Edson Bindilatti, Davidson de Souza ‘Boka’, Luís Bacca e Rafael Souza conseguiram o tempo de 55s38 na terceira
descida, ganhando uma posição em relação à classificação de sábado (21) e se garantindo na descida final. Na decisão, o Brasil fechou em 55s30, garantindo o 19º lugar, a 0s02 do trenó canadense.
“Essa competição foi sensacional. Aqui estão os melhores do mundo. Chegar aqui e fazer o melhor resultado da história do bobsled para o Brasil é um feito muito grande. Porque a gente trabalha duro… eu só tenho a agradecer a esses caras, a todos os atletas que passaram por aqui, todos fizeram parte de ter um resultado histórico agora nos Jogos Olímpicos”, comentou Edson Bindilatti após a prova.
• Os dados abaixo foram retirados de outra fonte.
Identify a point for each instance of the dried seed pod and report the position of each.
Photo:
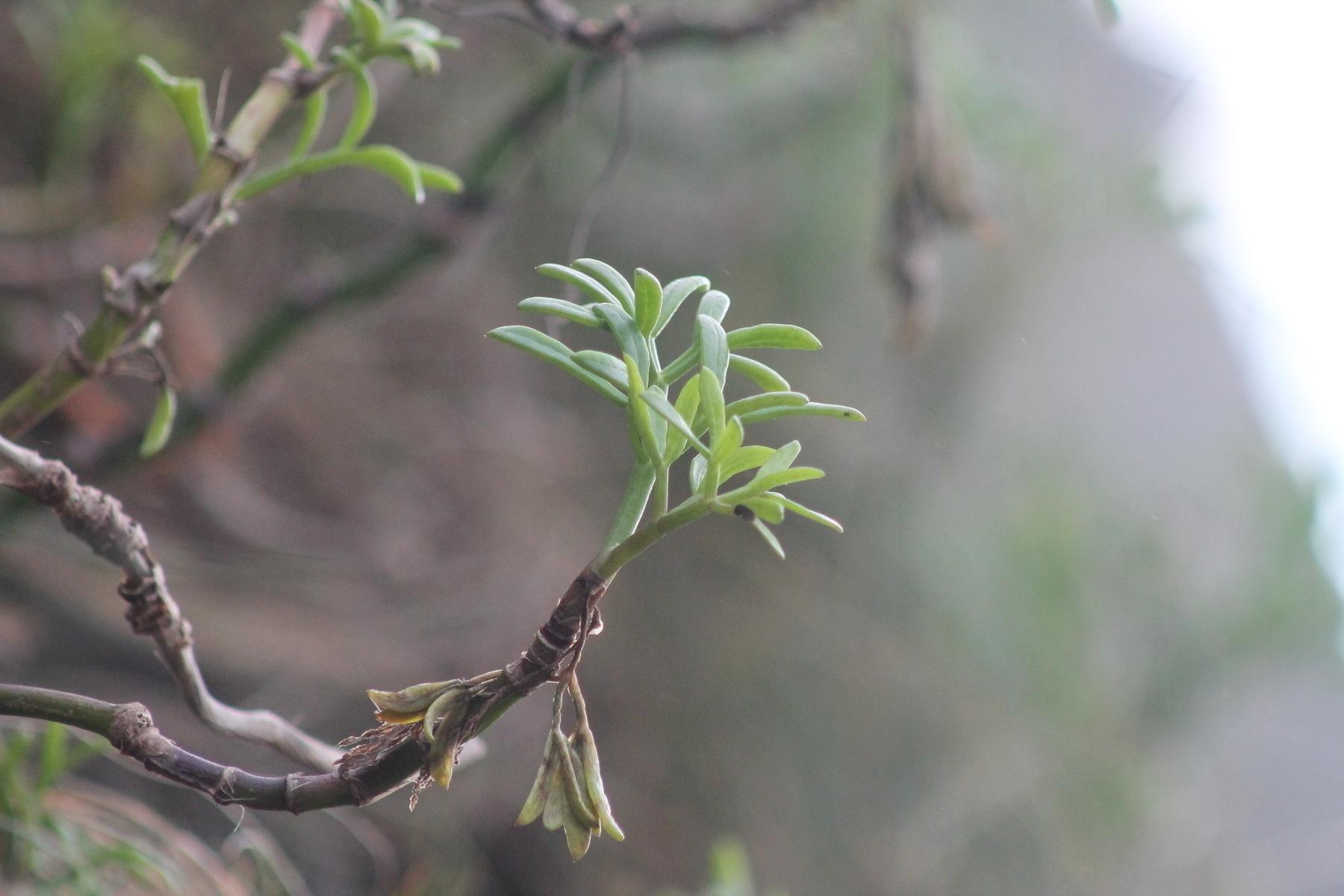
(537, 797)
(405, 707)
Seus companheiros de equipe celebraram a carreira de Bindilatti, que encerra sua carreira oficialmente em Milã-Cortina: “Esse cara que foi quem me trouxe pro esporte, que abriu as portas e me mostrou o caminho. E o bobsled mudou minha vida de uma forma gigantesca. É uma honra representar a Seleção Brasileira e poder fazer a diferença na vida das pessoas pelo esporte”, comentou. Boka
Seu companheiro de equipe Rafael Souza, que durante três edições de Jogos Olímpicos esteve ao lado de Edson Bindilatti também não escondeu a alegria. “Uma satisfação competir uma última Olimpíada com esse cara. Ele me ajudou bastante fora e dentro das pistas, me ajudou a ser mais dedicado nas coisas, mais focado. Estou feliz pra caramba com nosso resultado”, garantiu.
Bindilatti ainda terá a honra de ser o porta-bandeira do Brasil na Cerimônia de Encerramento, neste domingo. Homenageado após sua sexta participação olímpica, o Homem de Gelo também eternizou seu nome na história ao entregar seu capacete para o Comitê Olímpico Internacional. A peça ficará exposta no Museu Olímpico do COI, em Lausanne, na Suíça.